Recently I came across an article written by Tim Gombis, which was published by Christianity Today (22nd July 2011). It’s called “The Paul we think we know.” It’s a great article and here I will list a few quotes.
Evangelicals typically regard Paul as focusing on believers’ private spirituality to the relative neglect of the church’s communal character and social dynamics.
Paul, on the other hand, preached that God is saving individuals, taking up residence in their hearts, and giving them a heavenly destiny. His vision of the Christian life is one in which believers cultivate inner piety and practice private devotion.

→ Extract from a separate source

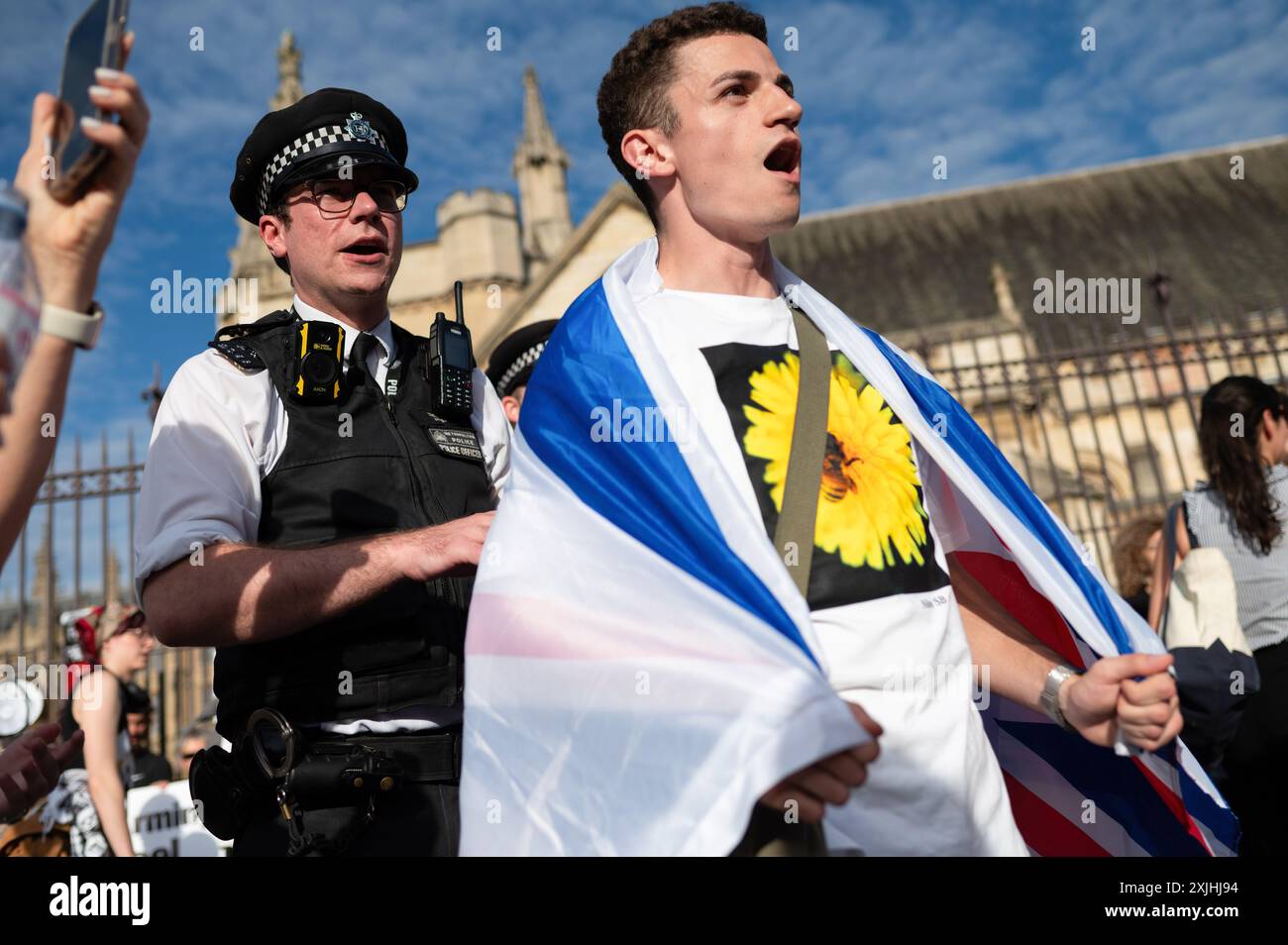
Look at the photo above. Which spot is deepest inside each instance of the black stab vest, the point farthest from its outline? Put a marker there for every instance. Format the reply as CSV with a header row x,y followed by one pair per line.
x,y
404,647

This view of Paul is reinforced by our pietistic heritage and our individualistic culture. More recently, however, evangelicals have been awakening to the primacy of the church and its related corporate practices… Far from focusing on privatized piety, the apostle’s conception of salvation concerns the arrival of the kingdom of God—a fundamentally communal reality.

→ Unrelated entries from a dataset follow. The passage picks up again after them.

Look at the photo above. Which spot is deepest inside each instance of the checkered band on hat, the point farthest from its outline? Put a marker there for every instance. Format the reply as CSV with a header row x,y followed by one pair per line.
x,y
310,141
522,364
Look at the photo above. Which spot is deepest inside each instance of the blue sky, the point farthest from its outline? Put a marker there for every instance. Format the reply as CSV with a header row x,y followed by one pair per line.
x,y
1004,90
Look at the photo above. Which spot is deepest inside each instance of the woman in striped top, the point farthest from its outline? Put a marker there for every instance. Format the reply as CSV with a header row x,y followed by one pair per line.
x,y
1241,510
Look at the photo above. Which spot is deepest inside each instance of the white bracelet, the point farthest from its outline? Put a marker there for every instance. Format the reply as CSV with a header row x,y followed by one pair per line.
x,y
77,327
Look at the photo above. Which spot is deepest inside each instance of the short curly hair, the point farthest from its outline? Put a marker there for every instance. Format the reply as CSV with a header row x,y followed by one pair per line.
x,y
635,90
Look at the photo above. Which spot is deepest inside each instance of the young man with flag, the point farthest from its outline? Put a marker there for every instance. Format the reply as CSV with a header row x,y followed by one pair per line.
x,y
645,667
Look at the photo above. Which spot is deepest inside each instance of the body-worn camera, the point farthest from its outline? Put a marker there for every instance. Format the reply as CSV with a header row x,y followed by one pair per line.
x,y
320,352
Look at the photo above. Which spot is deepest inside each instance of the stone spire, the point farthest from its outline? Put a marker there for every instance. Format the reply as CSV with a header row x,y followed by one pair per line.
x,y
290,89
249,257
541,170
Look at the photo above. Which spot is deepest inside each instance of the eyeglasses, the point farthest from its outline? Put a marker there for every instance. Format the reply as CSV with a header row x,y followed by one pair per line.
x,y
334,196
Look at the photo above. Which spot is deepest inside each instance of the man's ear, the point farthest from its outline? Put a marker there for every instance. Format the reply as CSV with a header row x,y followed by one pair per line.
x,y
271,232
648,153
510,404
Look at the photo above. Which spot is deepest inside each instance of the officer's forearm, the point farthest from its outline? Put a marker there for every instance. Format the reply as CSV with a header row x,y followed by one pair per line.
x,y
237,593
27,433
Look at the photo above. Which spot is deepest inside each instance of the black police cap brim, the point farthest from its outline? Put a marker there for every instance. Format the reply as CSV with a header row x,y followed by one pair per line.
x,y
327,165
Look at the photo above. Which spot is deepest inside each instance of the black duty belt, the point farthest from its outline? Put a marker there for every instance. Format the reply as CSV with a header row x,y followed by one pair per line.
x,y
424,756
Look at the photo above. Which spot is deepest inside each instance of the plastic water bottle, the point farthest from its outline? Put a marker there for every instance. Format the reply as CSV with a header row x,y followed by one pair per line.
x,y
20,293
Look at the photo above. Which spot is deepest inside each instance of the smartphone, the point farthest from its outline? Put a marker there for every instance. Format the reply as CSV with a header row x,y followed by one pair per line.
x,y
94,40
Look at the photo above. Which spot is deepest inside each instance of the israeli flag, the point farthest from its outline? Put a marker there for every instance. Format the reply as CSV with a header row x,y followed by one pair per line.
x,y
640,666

Paul does not, then, view salvation in individualistic terms apart from the arrival of God’s kingdom in the church. As individuals, we have been saved for life-giving relationships within kingdom of God communities, not merely for privatized walks with Jesus. We become our true selves only in community, exercising our gifts and learning to receive the gifts of others. Paul’s vision for the church includes the renewed social practices of forgiving and being forgiven, reconciling formerly alienated individuals and communities, learning to speak words of grace and kindness, practicing justice, and absorbing loss rather than taking vengeance for wrongs suffered. Social practices such as these suffer from neglect in our culture, especially when we orient ourselves by individualized and internalized conceptions of being Christian.
And the following is spot-on.
If we encountered Paul today, we might be disappointed to find someone quite unlike the strong and decisive leader we often imagine. In fact, many of our contemporary churches would hardly consider him a viable pastoral candidate. In this regard, as in so many others, the New Testament evidence resists efforts to re-create Paul in our own image.